The second path I want to journey down is my passion for Visual Culture and how that ties into our classrooms.

Let’s kick off with a little about my passion for Visual Culture. It was probably always lurking in the background, but it came to light with beginning to pin down a topic for my MA thesis at the University of Northern Iowa in 2008. Christopher Schulte* was there pushing me to dig deep into what drove me, to find a passion for a topic. I shared a story with him about a recent article I had read titled “50 Works of Art You Should See Before You Die” and a television commercial I had seen while watching football with my family of boys. The middle of the commercial for Sprint® featuring Peyton Manning (then quarterback for the Indianapolis Colts) flashed a few second likeness to M. C. Escher’s “Relativity.” I immediately caught the likeness, but no one else did. With the wonders of DVR, I backed the commercial up and asked my three boys (husband and two sons, ages 14 and 8 at the time) if they recognized any likeness of a work of art in the commercial. They didn’t. I grabbed the laptop and pulled up Escher’s work and they could then recognize the likeness. (Go ahead, search youtube for the “Manning’s Mind” commercial. You know you want to.)

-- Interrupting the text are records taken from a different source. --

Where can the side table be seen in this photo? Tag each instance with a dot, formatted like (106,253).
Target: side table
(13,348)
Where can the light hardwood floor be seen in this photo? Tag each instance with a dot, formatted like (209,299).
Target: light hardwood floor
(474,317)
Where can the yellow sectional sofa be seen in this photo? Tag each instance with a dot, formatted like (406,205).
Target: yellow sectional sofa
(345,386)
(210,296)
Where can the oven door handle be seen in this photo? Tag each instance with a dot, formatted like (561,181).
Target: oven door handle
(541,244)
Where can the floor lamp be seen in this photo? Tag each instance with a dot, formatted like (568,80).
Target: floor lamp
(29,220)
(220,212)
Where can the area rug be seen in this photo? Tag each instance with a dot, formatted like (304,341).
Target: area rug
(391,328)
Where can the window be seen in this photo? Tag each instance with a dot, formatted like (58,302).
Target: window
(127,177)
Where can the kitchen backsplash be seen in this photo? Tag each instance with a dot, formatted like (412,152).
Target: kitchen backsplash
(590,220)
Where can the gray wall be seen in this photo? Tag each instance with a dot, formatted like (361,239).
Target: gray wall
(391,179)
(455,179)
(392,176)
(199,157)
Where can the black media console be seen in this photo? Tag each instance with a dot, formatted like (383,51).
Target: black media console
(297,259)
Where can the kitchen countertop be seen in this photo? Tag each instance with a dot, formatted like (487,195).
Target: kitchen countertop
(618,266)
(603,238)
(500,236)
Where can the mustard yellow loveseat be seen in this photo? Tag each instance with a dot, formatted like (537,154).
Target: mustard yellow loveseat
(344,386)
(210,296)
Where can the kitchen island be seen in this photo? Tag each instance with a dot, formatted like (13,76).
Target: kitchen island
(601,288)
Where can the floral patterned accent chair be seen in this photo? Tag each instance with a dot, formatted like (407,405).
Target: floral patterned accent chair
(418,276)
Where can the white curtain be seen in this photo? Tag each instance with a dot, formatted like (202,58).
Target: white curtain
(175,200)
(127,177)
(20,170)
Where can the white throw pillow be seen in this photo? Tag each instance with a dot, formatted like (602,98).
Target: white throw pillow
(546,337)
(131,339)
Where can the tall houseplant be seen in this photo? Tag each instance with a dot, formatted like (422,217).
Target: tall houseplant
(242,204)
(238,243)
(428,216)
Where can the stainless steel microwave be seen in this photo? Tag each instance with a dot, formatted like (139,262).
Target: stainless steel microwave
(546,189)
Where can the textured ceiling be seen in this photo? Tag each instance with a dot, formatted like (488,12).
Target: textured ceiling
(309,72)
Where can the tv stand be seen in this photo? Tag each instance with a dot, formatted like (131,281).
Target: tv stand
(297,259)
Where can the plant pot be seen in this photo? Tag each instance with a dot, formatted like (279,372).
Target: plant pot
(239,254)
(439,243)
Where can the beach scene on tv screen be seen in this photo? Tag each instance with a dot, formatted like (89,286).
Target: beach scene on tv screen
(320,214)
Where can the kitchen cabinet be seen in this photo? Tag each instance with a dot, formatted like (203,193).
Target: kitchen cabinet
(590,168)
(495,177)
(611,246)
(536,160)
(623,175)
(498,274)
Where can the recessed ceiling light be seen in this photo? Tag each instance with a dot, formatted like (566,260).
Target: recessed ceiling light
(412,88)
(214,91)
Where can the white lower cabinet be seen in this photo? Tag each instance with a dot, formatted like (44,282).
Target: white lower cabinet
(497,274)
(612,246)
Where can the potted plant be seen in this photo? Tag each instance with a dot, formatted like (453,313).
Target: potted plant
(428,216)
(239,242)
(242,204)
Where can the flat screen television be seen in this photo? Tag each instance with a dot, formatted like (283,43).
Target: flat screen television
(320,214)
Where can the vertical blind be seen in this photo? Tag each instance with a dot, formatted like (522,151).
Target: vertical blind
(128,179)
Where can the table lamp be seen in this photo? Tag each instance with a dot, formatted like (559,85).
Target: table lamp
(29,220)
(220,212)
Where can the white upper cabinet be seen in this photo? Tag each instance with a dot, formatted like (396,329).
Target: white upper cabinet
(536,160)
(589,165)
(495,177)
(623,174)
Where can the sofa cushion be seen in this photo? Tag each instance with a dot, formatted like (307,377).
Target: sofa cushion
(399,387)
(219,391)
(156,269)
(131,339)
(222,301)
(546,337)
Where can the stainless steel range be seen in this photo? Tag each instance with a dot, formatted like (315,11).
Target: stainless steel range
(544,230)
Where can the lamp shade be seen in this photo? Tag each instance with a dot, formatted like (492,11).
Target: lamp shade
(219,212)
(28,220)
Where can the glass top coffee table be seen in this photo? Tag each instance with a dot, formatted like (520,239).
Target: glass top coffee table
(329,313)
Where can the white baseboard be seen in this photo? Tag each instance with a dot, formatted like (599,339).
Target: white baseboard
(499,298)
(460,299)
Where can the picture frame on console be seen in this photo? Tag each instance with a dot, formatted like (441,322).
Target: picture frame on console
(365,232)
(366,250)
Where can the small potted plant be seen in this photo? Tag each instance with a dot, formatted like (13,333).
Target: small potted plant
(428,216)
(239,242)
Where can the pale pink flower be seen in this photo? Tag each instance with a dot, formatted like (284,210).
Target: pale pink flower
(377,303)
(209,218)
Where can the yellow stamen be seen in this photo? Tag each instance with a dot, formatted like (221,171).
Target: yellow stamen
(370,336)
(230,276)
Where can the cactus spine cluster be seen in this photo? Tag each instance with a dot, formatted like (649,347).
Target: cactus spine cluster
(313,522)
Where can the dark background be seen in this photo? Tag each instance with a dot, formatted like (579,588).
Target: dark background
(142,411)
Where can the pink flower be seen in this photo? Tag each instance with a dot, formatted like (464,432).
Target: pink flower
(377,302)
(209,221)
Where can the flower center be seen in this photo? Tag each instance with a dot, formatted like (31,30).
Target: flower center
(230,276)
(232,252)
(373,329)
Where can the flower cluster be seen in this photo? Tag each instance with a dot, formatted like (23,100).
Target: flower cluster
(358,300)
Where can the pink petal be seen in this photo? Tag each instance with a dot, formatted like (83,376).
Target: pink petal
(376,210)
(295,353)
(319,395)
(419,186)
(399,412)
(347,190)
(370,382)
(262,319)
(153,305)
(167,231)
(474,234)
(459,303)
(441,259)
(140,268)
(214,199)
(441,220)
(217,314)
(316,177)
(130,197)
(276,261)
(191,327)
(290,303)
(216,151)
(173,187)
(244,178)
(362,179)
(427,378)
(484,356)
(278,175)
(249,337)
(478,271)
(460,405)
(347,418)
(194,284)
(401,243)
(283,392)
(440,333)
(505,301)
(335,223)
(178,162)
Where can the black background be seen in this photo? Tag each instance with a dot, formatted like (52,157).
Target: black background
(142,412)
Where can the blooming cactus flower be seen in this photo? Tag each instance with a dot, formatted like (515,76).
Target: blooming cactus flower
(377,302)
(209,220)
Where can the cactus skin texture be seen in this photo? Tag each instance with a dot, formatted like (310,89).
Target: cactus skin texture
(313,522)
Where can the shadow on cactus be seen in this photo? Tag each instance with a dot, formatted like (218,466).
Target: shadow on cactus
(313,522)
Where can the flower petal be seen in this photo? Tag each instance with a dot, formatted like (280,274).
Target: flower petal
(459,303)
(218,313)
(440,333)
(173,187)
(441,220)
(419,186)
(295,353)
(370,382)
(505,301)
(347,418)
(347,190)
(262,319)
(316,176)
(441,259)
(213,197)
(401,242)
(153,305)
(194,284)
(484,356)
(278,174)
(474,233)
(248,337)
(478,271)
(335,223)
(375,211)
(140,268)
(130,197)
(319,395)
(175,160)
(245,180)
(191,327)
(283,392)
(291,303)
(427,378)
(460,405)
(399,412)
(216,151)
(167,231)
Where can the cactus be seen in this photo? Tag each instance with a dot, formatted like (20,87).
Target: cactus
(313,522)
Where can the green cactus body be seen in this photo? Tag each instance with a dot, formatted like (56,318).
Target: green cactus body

This made me wonder if I was teaching my students to recognize the subtleties in today’s world where famous works of art were being infused all around us. The moment clicked. I had found my passion … Visual Culture.

*Now Dr. Christopher Schulte is an Assistant Professor at Lamar Dodd School of Art, University of Georgia after receiving his doctorate at Penn State University. Dr. Schulte is also a 2013 Elliot Eisner Doctoral Research Award in Art Education Runner-Up.